Conforme o aQui apurou, a calçada de acesso à escola da aluna em questão não tem rampa, os banheiros não são adaptados e a unidade não possui corrimão para alunos com dificuldade de locomoção se apoiarem. Infelizmente essa é a realidade de pelo menos 35% das escolas de Volta Redonda. Neste pequeno universo, ou as escolas estão mal adaptadas ou não existe nada que posa auxiliar o aluno com deficiência física.
Segundo o pedagogo Maurício Ferreira, a acessibilidade é um fator essencial no processo de inclusão educacional. “O espaço e o ambiente escolar têm a capacidade de proporcionar e aproximar a comunicação e a convivência entre as pessoas. Sempre que se pergunta se algum local é acessível, geralmente a resposta é positiva baseada na existência de uma rampa, independente se está adequada ou não. A rampa se tornou um símbolo de acessibilidade física, assim como o banheiro adaptado.
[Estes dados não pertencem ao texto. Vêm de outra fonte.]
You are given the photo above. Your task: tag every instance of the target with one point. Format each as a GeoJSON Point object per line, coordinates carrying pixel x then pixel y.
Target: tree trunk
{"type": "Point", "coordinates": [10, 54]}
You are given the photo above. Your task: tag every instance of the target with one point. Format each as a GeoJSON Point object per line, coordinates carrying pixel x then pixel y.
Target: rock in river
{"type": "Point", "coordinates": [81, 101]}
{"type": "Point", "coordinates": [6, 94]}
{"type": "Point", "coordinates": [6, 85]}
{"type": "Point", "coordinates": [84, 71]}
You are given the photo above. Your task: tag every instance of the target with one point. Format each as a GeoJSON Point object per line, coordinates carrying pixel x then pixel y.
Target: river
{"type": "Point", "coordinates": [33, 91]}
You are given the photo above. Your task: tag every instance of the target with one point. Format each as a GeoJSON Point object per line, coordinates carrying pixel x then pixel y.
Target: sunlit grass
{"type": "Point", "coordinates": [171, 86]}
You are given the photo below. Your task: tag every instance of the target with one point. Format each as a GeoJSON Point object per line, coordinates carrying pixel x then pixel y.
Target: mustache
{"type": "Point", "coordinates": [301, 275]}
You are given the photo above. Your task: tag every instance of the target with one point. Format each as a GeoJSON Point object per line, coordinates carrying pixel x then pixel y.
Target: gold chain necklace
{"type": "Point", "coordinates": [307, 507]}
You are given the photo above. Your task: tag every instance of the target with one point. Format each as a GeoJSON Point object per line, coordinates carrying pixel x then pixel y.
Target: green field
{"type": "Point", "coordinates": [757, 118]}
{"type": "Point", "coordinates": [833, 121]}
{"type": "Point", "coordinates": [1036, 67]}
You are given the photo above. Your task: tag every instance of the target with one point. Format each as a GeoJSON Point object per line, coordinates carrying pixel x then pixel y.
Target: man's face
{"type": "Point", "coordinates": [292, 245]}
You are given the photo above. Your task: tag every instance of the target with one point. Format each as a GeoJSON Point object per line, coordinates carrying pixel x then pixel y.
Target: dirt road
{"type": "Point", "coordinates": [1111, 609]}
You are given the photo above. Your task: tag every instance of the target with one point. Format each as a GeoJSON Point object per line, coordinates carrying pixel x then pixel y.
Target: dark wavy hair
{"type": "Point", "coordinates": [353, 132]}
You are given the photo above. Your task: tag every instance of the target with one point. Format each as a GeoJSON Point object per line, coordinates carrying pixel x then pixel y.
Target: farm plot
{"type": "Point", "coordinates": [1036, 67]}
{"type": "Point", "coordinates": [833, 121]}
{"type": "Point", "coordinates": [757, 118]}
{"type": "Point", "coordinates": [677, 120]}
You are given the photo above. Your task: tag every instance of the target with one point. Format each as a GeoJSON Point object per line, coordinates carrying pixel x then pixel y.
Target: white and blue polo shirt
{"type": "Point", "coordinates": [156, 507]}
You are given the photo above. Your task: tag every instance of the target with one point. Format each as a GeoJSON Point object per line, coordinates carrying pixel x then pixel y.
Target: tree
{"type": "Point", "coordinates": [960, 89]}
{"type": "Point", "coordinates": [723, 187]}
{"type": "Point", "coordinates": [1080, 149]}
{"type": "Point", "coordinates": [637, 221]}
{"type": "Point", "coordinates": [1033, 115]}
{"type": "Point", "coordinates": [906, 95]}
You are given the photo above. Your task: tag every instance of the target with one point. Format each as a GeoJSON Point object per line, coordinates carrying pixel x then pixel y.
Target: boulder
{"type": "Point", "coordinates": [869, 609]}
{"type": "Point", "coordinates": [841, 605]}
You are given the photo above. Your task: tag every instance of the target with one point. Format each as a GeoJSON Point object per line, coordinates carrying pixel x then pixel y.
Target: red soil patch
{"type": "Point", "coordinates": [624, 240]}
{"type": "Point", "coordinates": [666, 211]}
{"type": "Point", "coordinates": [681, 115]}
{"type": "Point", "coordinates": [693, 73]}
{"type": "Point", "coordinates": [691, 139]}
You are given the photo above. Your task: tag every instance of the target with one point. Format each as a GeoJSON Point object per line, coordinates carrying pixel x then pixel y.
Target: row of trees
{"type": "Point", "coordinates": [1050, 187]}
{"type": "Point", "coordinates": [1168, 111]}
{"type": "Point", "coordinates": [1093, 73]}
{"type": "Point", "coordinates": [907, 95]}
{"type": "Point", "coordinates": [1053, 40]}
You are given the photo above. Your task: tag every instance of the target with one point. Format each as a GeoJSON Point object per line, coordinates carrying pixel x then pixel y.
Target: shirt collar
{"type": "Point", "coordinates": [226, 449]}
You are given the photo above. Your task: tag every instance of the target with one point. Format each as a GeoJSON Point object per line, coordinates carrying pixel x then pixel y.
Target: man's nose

No entanto, a adequação dos espaços não se resume apenas a estes dois elementos”, explicou o professor.
“Pode-se definir acessibilidade como um conjunto de condições e possibilidades de alcance a todas as pessoas para a utilização com segurança e autonomia de espaços e edificações, sejam eles públicos ou privados. O mobiliário e os equipamentos devem proporcionar a maior autonomia, conforto e independência possível a todos e dar à pessoa com deficiência o direito de ir e vir a todos os locais da escola, de se comunicar livremente e participar de todas as atividades com o máximo de independência possível”, completou Maurício.
Ainda de acordo com o pedagogo, além da acessibilidade arquitetônica, é necessário prover a acessibilidade na sinalização e comunicação para facilitar toda a permanência do indivíduo com deficiência na escola, por exemplo o caso da mãe ouvida pela reportagem. “Neste caso, é necessário que o poder público ofereça equipamentos para favorecer o acesso (rampas, elevadores, veículos adaptados e vagas de estacionamento), facilitadores pedagógicos (brinquedos pedagógicos, pranchas de apoio, adaptações de mão para uso de lápis, tesoura, borracha, e os demais recursos e acessórios didáticos adaptados, englobando a comunicação, a compreensão e a resposta do aluno”, detalhou Márcio, ciente de que a realidade das escolas da região está bem longe do que prega a teoria. “Em suma, ainda há muito o que se fazer e se oferecer para que as escolas públicas possam, de fato, se intitular adaptadas”, concluiu.
O problema é que nem todos os governantes sabem disso. Ao ser questionada sobre quais escolas da rede municipal estariam precisando de adaptação, a assessoria de imprensa da prefeitura de Barra Mansa, por exemplo, garantiu veementemente à equipe de reportagem que todas (grifo nosso) correspondem às exigências da Associação Brasileira de Normas Técnicas. Independente do bairro, seja na periferia Leste ou no centro, o pai de algum aluno com deficiência física não encontraria problemas para se locomover nas escolas do município, garante a assessoria. Há quem garanta que não.
Já a prefeitura de Volta Redonda, em nota, garantiu que tem pretensão de adaptar 100% das escolas para atender os alunos com deficiência física. “Temos hoje, na Rede Municipal, um número significativo de escolas acessíveis, visto que mais de 65% das nossas Unidades Educacionais já sofreram adequação, 13% estão em obras ou em processo licitatório. Nosso planejamento prevê 100% de escolas acessíveis nos próximos anos”.
Ainda de acordo com a nota, a prefeitura possui um projeto para atender as demandas relacionadas à acessibilidade e já deu início às obras em 2017, com continuidade este ano nas seguintes escolas: Madre Tereza de Calcutá (concluído), Dr. Hilton Rocha, Acalanto, Espírito Santo, José Ferreira dos Santos, Raiozinho de Sol, Alzira Vargas do Amaral Peixoto, Cirandinha, Lions Club, Mato Grosso, Prof. Luiz Cantanhede, Roraima, Walmir de Freitas e Miguel Couto Filho, escola da personagem que ilustra essa reportagem.